Trois régions concentrent 58,4% du PIB national en 2024 selon le HCP
Trois régions concentrent 58,4% du PIB national en 2024, les inégalités régionales augmentent
En 2024, trois régions — Casablanca‑Settat, Rabat‑Salé‑Kénitra et Tanger‑Tétouan‑Al Hoceima — ont produit 58,4% du produit intérieur brut national, marquant une concentration géographique accrue de la richesse économique.
Trois régions concentrent 58,4% du PIB en 2024
Les chiffres publiés pour l’année 2024 montrent que Casablanca‑Settat a contribué à hauteur de 32,3% du PIB national, Rabat‑Salé‑Kénitra 15,5% et Tanger‑Tétouan‑Al Hoceima 10,7%. Cette triade représente plus de la moitié de la production économique du pays, confirmant le rôle central de ces zones urbaines et industrielles dans l’économie nationale. La répartition souligne la polarisation de l’activité économique autour de centres dotés d’industries lourdes, de grands pôles commerciaux et d’infrastructures portuaires et logistiques significatives.

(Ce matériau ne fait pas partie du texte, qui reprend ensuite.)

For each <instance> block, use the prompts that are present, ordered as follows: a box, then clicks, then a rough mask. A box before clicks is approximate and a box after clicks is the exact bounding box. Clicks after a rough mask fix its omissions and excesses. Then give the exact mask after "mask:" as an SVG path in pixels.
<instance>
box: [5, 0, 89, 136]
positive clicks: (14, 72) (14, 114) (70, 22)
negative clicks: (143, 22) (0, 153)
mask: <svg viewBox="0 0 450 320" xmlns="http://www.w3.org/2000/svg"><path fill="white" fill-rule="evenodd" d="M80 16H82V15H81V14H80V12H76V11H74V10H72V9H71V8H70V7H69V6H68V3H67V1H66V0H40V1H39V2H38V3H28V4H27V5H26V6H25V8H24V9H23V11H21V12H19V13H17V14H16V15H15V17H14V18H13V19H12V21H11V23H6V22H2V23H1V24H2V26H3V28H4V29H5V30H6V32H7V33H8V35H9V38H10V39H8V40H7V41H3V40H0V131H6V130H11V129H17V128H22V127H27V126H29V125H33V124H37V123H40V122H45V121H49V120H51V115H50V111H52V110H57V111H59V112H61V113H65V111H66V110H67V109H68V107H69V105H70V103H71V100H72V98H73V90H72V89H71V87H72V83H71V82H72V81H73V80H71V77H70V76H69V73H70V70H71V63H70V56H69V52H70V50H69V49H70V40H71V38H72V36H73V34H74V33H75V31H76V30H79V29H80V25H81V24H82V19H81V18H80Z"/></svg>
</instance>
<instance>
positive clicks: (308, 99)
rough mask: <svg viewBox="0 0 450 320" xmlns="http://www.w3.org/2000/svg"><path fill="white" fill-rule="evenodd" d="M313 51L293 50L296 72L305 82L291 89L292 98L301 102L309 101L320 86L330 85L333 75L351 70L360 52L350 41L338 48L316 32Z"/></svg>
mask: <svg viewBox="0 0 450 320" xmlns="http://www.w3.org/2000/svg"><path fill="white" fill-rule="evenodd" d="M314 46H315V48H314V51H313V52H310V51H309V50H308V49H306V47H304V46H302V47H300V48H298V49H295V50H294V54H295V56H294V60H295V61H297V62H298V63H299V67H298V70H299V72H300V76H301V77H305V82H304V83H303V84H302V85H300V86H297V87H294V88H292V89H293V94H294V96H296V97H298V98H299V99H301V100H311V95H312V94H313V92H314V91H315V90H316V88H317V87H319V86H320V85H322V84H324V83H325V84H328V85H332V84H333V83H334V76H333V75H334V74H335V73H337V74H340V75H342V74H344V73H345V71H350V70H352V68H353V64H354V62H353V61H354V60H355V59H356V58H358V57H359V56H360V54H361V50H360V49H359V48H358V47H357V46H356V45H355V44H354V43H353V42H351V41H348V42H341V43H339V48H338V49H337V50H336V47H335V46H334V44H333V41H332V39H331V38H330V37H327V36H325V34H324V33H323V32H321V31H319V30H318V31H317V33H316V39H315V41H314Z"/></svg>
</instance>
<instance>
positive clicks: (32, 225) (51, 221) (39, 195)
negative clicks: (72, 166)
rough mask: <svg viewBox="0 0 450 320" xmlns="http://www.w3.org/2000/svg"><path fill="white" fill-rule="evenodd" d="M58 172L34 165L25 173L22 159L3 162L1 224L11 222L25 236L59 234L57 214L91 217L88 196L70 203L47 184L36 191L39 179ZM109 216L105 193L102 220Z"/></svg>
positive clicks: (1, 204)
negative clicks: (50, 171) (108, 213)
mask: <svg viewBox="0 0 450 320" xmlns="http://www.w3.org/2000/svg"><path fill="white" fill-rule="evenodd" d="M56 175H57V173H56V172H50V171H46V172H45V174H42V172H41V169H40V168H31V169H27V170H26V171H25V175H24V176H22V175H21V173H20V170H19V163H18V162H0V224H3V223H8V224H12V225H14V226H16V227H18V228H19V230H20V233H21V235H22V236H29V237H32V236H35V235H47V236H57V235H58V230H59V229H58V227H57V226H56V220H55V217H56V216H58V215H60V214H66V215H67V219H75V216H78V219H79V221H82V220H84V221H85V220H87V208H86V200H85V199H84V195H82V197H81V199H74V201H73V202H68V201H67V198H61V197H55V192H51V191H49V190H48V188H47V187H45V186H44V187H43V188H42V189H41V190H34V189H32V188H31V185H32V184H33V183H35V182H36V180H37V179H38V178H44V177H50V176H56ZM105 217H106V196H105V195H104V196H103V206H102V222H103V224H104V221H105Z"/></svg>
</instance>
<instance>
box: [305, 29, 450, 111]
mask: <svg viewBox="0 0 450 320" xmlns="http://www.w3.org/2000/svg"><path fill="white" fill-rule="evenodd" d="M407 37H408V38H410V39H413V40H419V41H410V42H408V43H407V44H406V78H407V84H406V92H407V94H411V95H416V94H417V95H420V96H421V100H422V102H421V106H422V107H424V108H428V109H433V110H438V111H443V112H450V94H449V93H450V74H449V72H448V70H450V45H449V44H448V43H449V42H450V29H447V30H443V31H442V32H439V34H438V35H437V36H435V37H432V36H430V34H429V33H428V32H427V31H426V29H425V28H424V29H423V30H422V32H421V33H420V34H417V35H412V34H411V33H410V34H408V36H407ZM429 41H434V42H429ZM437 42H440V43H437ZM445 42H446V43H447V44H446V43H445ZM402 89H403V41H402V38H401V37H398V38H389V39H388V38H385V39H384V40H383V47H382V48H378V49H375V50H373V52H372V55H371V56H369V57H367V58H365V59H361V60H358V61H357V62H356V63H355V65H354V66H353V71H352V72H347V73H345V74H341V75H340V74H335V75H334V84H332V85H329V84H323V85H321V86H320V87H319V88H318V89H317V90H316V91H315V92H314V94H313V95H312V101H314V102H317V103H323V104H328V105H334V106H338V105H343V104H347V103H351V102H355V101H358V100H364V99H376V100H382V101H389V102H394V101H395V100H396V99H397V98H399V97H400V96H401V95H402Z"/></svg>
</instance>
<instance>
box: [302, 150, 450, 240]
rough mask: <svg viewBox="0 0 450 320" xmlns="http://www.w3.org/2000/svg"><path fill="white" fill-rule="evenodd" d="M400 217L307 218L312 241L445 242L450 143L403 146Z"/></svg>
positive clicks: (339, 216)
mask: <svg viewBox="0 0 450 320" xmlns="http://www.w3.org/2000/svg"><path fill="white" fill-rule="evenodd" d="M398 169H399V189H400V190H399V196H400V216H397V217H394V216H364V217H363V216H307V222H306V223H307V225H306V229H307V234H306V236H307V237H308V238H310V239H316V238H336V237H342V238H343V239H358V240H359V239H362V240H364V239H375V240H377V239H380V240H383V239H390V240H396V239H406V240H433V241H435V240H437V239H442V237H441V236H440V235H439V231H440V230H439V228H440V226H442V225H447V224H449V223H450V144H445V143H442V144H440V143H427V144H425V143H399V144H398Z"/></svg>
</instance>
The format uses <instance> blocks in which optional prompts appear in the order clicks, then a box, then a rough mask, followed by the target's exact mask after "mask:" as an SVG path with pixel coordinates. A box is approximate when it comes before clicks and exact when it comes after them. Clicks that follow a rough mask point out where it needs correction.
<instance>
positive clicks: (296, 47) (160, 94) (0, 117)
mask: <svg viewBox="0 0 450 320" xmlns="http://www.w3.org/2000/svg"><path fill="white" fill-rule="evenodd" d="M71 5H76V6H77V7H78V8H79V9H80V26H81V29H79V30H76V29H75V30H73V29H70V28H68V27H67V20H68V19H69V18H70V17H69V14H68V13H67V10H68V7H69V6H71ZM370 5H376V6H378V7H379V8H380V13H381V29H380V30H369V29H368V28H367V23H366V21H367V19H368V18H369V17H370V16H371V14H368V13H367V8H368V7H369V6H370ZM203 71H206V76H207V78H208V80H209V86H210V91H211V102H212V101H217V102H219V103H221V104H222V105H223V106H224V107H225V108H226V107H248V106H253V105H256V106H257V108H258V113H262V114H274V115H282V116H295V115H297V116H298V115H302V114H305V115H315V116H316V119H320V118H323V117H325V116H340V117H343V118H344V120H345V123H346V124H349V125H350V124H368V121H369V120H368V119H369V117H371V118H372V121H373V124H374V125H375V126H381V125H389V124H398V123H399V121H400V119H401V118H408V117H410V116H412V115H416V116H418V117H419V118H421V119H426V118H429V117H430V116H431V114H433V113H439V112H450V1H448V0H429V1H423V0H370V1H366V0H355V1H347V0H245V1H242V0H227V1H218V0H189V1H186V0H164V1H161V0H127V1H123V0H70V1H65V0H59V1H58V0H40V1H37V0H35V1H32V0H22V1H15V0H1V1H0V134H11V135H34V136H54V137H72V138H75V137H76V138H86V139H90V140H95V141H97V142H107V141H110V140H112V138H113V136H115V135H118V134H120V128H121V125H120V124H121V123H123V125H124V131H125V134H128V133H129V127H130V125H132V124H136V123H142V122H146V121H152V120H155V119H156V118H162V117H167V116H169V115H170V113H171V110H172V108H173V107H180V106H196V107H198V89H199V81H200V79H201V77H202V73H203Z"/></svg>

Contribution détaillée des cinq autres régions majeures
Cinq régions constituent le deuxième pôle de contribution, regroupant 33,8% du PIB en 2024. Marrakech‑Safi a enregistré 8,7% du PIB, Fès‑Meknès 8,2%, Souss‑Massa 6,6%, Béni Mellal‑Khénifra 5,3% et l’Oriental 5,1%. Ces régions jouent un rôle économique important mais moins dominant que les trois premières. Leur poids reflète des économies diversifiées, mêlant tourisme, agriculture, industries manufacturières et services régionaux, ainsi qu’un maillage d’infrastructures secondaires qui favorise l’activité locale.

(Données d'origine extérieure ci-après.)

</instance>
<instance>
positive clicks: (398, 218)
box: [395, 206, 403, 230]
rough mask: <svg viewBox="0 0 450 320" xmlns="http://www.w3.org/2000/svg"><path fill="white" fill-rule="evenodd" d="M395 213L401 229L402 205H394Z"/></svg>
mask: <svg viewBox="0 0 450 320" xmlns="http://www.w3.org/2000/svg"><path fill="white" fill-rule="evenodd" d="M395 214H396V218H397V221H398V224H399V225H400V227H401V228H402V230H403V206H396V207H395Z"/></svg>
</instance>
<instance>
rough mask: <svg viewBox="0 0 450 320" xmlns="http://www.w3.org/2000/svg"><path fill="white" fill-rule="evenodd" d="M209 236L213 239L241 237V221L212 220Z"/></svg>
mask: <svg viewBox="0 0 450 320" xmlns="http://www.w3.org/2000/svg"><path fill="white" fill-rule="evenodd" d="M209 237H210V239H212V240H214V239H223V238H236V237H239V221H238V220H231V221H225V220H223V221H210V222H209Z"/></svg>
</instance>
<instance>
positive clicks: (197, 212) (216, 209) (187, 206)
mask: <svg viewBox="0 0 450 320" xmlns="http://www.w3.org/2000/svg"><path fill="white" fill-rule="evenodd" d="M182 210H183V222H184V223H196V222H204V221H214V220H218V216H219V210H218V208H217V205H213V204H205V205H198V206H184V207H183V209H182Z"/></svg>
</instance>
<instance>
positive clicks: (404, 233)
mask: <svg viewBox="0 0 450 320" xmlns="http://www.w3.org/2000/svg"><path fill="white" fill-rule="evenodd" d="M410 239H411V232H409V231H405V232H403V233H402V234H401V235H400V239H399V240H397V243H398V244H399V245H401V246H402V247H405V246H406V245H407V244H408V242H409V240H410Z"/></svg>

Les régions périphériques représentent 7,8% du PIB
Les quatre régions les moins contributrices — Drâa‑Tafilalet, Guelmim‑Oued Noun, Laâyoune‑Sakia El Hamra et Dakhla‑Oued Eddahab — ont totalisé 7,8% de la création de richesse nationale en 2024. Cette part, minoritaire mais non négligeable, illustre les disparités structurelles persistantes entre zones littorales densément peuplées et zones intérieures ou sahariennes plus isolées. L’écart met en lumière les défis d’aménagement du territoire, d’accès aux marchés et d’investissements productifs dans ces régions éloignées.
Évolution des écarts régionaux entre 2023 et 2024
L’analyse des écarts montre un léger creusement des inégalités économiques régionales. L’écart absolu moyen — qui mesure la moyenne des écarts entre le PIB de chaque région et le PIB régional moyen — est passé de 83,6 milliards de dirhams en 2023 à 90,9 milliards de dirhams en 2024. Cette hausse traduit une concentration accrue de la production dans les régions déjà en tête, et une stagnation ou une progression plus lente dans les zones périphériques. La tendance invite à une vigilance sur la cohésion territoriale et sur l’efficacité des mécanismes de redistribution et d’investissement public.
Facteurs structurels de la concentration économique
Plusieurs éléments expliquent cette répartition: un niveau élevé d’industrialisation dans les régions de tête, la prédominance des activités de commerce et de services, et la présence d’infrastructures clés (ports, zones industrielles, axes routiers et ferroviaires) qui attirent capitaux et main‑d’œuvre. Les pôles urbains bénéficient en outre d’effets d’agglomération : proximité des marchés, qualifications de la main‑d’œuvre, accès aux services financiers et réseaux d’affaires. À l’inverse, les régions périphériques subissent des handicaps logistiques, des marchés locaux plus restreints et des coûts d’investissement plus élevés.
Les chiffres 2024 posent des enjeux concrets pour la planification économique et l’aménagement du territoire. Sans mesures ciblées, la dynamique actuelle risque d’accentuer les déséquilibres sociaux et économiques entre régions, avec des implications sur l’emploi, les migrations internes et l’accès aux services publics. Les politiques publiques peuvent viser à renforcer la connectivité, soutenir les chaînes de valeur locales, et encourager l’implantation d’activités à forte valeur ajoutée hors des principaux pôles.
La lecture territoriale des contributions au PIB en 2024 met en évidence une structure économique fortement polarisée. Comprendre les déterminants de cette concentration et y répondre par des politiques d’investissement, d’infrastructures et de formation reste un enjeu central pour réduire les écarts et favoriser un développement plus équilibré sur l’ensemble du territoire national.